イスラエル製兵器買うな/ガザで実証売り文句 辰巳氏が批判/衆院経産委
2025年06月04日
日本共産党の辰巳孝太郎議員は4日の衆院経済産業委員会で、イスラエルがパレスチナ自治区・ガザに対して行っている大虐殺をやめさせるために日本政府として態度で示さなければならないと迫りました。
ガザ南部ラファで米国主導の「ガザ人道財団」が運営する食料配給所で、食料を求め集まったパレスチナ住民をイスラエル軍が連日銃撃する事件が発生。1日に31人、2日に3人、3日に27人が殺害されたと報じられています。
辰巳氏は、国際法・国際人道法が一切守られていない行為だと指摘。外務省の今西靖治参事官は、「軍事作戦の正当化について国際法の観点からイスラエル政府により説得的な説明がされているとは言えない」と答弁しました。
続けて辰巳氏は、日・イスラエル経済連携協定(EPA)締結に向けた協議を行うべきでないと求めたのに対し武藤容治経産相は、「ガザの状況は遺憾。適切に対応する」と答弁。辰巳氏は「(協議の継続は)ないということだ」と指摘しました。

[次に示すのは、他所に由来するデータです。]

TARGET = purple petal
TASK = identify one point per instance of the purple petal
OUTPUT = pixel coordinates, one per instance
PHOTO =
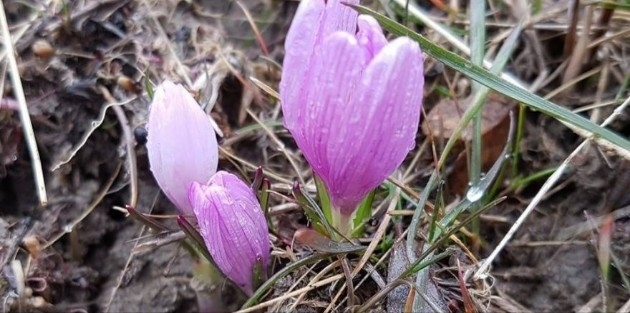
(370, 35)
(299, 46)
(182, 145)
(233, 226)
(314, 21)
(325, 102)
(387, 106)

また、防衛省が購入を検討しているイスラエルのエルビット社製の小型無人攻撃機(攻撃型ドローン)は4月にガザで避難民テントへの爆撃に使用されたと報道され、さらに同社が「戦闘で実証された正確な攻撃能力」とアピールしていると指摘。「ガザの子どもたちが焼き殺されていることで(性能が)実証され、それを売り文句にしている」と批判し、イスラエル製の武器購入をやめるべきだと求めました。
本田太郎防衛副大臣が、「総合的に検討し適正な取得に努める」と強弁したことに辰巳氏は、殺戮(さつりく)兵器を日本が購入すれば世界に誤ったメッセージを発信すると警告。全世界の国民が平和に生存する権利をうたう日本国憲法前文に反して「われわれが恐怖と欠乏を広げることに加担していいはずがない」と強調しました。
○辰巳委員 日本共産党の辰巳孝太郎です。
今日は、イスラエルがガザに対して行っているジェノサイドについて、そして、日本とイスラエルとの経済協力、イスラエル製の武器の購入の是非について聞きたいと思います。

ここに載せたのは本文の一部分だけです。